Last week, leading up to Christmas, did you sing these words from “Away in a Manger”?

And fit us for Heaven, to live with Thee there.

Or do you remember this oldie but a goodie?

On that bright and cloudless morning when the dead in Christ shall rise,

And the glory of His resurrection share;

When His chosen ones shall gather to their home beyond the skies,

And the roll is called up yonder, I’ll be there.

Do you sing along with this rarely-printed verse of Amazing Grace now that Chris Tomlin has revitalized it in “Amazing Grace (My Chains Are Gone)”?
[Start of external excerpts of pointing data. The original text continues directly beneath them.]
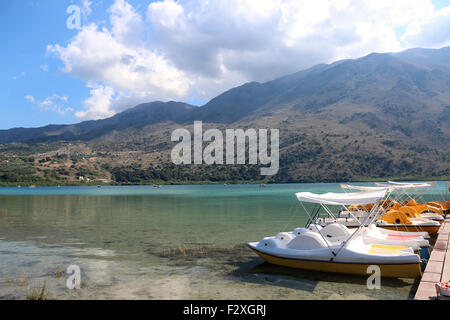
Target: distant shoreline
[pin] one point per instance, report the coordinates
(175, 182)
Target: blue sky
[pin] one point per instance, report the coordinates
(211, 55)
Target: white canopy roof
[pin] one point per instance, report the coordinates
(412, 183)
(404, 186)
(342, 198)
(364, 188)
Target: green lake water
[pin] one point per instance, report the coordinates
(173, 242)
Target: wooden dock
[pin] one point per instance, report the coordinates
(438, 266)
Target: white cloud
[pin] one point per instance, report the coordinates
(54, 103)
(431, 32)
(177, 50)
(30, 98)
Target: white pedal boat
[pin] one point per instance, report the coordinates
(338, 249)
(369, 235)
(310, 251)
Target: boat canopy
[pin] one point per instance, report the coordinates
(412, 183)
(343, 198)
(404, 186)
(365, 188)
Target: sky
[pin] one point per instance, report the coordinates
(125, 52)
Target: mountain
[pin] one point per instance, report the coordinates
(379, 115)
(141, 115)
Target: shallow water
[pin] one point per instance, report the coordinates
(173, 242)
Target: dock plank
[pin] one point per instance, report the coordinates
(438, 266)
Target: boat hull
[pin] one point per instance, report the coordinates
(432, 230)
(411, 270)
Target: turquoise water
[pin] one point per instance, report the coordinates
(173, 242)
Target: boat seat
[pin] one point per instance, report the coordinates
(284, 237)
(384, 249)
(307, 241)
(334, 230)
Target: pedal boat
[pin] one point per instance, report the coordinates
(309, 251)
(348, 254)
(370, 234)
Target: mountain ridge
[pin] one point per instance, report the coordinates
(381, 115)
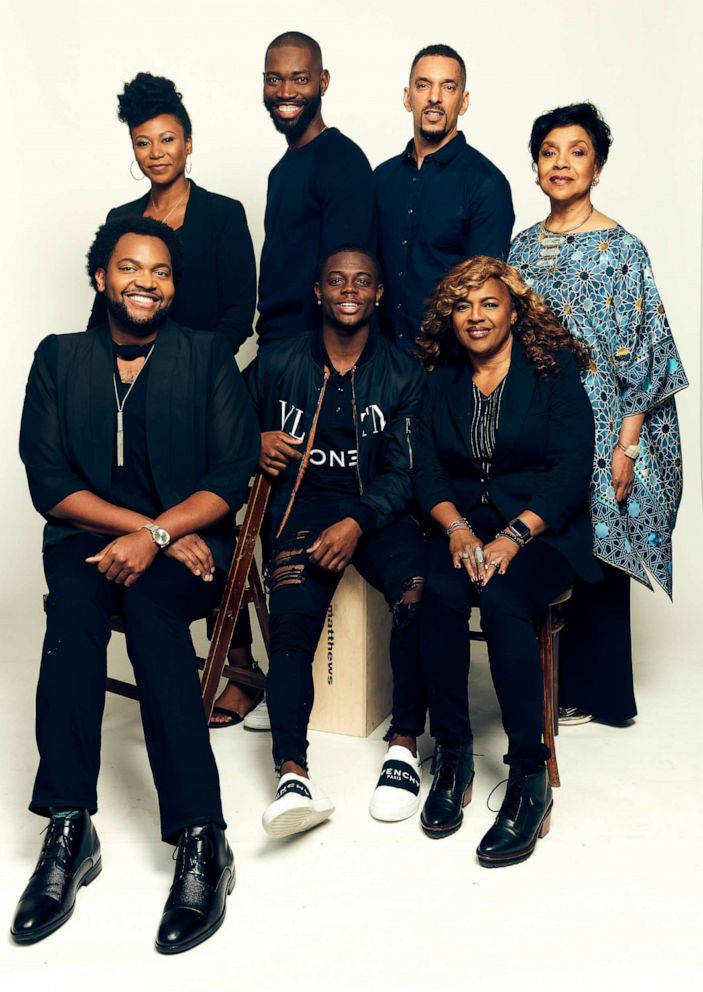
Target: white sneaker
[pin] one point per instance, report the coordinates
(397, 795)
(258, 718)
(298, 806)
(571, 716)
The earth shall soon dissolve like snow,

The sun forebear to shine;

But God, who called me here below,

Will be forever mine.

Middleton reminds us that the songs we sing have great ability to shape our beliefs.  Unfortunately, these songs are reinforcing an anti-physical world bias born from ancient Greek philosophy more than the Bible.  As Middleton will argue in A New Heaven and a New Earth, these sentiments – popular though they may be – are simply not biblical.

If Heaven is some spiritual home beyond the clouds, separated from all that is physical and especially this earth, what are we to do with this short preview of passages that seem to suggest a different, earth-bound future?

  • In Matthew 19:28, Jesus talks about the end of the world as the “renewal of all things” (not destruction).  Furthermore, Jesus tells his disciples that they will sit on thrones and rule with him in this renewed reality.
  • Peter talks about a future time as “the restoration of all things,” again not a destruction (Acts 3:21).
  • This “restoration” and “renewal” affects “all things,” not just souls or people (Acts 3:21; Col 1:20; Eph 1:10).
  • In the Beatitudes (Matthew 5:5), the meek are told they will inherit the “world,” a sore consolation if it will be destroyed.
  • John describes the culmination of God’s salvific work as the time when “the kingdom of the world has become the kingdom of our Lord” (Rev 11:15).
  • Psalm 148 described full-orbed worship. Eleven verses mention various entities praising God – animals, atmospheric elements, constellation, etc. Humans are mentioned in only two of those verses. It would appear God has a relationship with far more than humanity alone.

They are catchy tunes, but are they really describing what the Bible describes as the end of life as we know it?